Zar, J. H. (1999). Biostatistical analysis (4th ed.). Upper Saddle River, N.J.: Prentice Hall.
Citing a Chapter in a Book
Haybron, D. M. (2008). Philosophy and the science of subjective well-being. In M. Eid & R. J. Larsen (Eds.), The science of subjective well-being (pp.17-43). New York, NY: Guilford Press.
Citing a Dissertation
Eve, T. M. (2001). Chemistry and chemical ecology of Indo-Pacific gorgonians (Doctoral dissertation). University of California, San Diego.
Endnote is an application that imports citations from your searches in web databases and helps you organize your references. It works with Microsoft Word helping you create in-text citations, footnotes, and bibliographies.
See the Endnote Library Guide for more information.
A free web-based version of EndNote is also available.
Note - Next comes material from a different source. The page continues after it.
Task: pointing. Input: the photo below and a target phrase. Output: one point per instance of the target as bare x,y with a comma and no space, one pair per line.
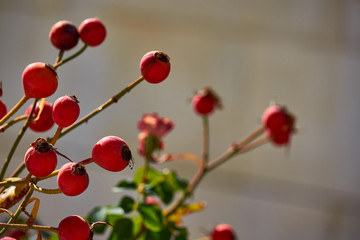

See the EndNote Basic Library Guide for more information.
Zotero, a FireFox plugin, allows you to import citations directly from web-based indexes and webpages. You can also store documents (pdfs of articles downloaded) in your Zotero folder, usually located on your hard drive. Zotero works with Word and OpenOffice to generate citations in your document. See the Zotero Library Guide for more information.
Mendeley extracts citation data from downloaded pdfs and other formats thus helping you manage your library of papers. You can export your citations from Mendeley as Endnote XML, then import into Endnote using the XML filter. To transfer the documents you've save in Mendeley, simply transfer the saved files in your Mendeley My Collection folder to the Endnote Data folder (into the pdf folder) --your citations with pdfs will then be imported. Mendeley works with OpenOffice and Word to create citations in your document.